Folklife Festival 2007

As noted last year about this time, the Smithsonian Folklife Festival is my favorite annual event in Washington. Today, I made my annual pilgrimmage and had that moment of grace I described in last year's post. This year, the cultures presented were the Mekong Delta, the Commonwealth of Virginia and Northern Ireland. As one might expect, the highlight was the music performed in the Northern Ireland performance tent.

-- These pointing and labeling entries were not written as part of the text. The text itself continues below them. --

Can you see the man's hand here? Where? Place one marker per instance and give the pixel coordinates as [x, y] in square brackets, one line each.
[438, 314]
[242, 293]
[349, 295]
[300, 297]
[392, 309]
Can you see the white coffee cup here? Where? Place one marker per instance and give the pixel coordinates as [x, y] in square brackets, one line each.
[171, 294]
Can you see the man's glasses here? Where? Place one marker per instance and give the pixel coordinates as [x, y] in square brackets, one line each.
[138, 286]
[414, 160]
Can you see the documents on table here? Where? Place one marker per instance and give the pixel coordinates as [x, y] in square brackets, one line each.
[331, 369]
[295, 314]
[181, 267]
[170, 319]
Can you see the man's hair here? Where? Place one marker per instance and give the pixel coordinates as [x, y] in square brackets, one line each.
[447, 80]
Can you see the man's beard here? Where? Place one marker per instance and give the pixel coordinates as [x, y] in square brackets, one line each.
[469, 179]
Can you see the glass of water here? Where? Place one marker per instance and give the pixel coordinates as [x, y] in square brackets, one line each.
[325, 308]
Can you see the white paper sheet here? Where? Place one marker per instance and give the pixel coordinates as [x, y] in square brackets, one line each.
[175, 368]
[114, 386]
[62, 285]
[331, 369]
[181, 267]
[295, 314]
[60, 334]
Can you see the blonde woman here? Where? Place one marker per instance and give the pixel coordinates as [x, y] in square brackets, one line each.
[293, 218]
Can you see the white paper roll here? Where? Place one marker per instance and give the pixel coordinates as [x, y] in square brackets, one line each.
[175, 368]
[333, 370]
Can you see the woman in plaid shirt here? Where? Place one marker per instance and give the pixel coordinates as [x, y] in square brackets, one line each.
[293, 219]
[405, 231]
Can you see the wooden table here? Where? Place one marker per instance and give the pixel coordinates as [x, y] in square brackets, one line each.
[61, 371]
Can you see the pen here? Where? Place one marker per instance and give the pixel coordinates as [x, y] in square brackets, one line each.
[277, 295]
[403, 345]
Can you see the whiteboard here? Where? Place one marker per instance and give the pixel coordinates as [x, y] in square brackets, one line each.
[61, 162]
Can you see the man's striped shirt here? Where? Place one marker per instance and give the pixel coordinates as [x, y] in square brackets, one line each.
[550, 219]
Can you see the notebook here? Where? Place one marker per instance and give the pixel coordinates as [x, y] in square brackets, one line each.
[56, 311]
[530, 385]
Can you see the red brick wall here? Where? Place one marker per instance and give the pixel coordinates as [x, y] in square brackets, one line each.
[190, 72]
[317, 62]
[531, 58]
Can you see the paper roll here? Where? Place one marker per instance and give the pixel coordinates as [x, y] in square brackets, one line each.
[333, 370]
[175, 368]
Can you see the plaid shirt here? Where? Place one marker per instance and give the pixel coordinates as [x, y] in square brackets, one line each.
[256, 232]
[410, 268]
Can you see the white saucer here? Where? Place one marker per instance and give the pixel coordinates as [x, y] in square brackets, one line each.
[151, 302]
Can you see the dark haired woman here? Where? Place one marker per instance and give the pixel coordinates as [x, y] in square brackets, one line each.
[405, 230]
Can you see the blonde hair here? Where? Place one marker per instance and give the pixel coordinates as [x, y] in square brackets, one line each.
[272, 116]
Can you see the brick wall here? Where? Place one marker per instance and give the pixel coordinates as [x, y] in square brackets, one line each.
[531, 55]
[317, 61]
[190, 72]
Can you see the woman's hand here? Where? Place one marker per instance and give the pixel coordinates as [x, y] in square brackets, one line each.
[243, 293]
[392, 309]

The genius of this festival is the way the Smithsonian Folklife Center plucks local musicians out of their natural habitat, in this case presumably a circuit of Irish pubs, and brings them to Washington to delight and surprise us. This year, it was a band called Four Men and a Dog that brought down the house. I'm not sure which of the players is considered the dog, but they had the performance tent rocking.

What I love best about the festival is the spontaneous dancing that occurs. People strolling along the Mall hear music and are drawn to it. Next thing you know, they are on the dance floor, sometimes dancing with strangers. I truly consider those moments of grace and it happens every year.

Check it out in this longish (3 minutes) and somewhat poor quality video I took and edited. Hang in there for the shots of the dancers. As you can see, inhibitions are left at the door. There's the old guy who leaped from the crowd and did a poor imitation of Irish step dancing right in front of the bandstand, a younger guy with similar pretentions, a very smooth couple who clearly know how it's done and the children scampering in betweent the larger dancers.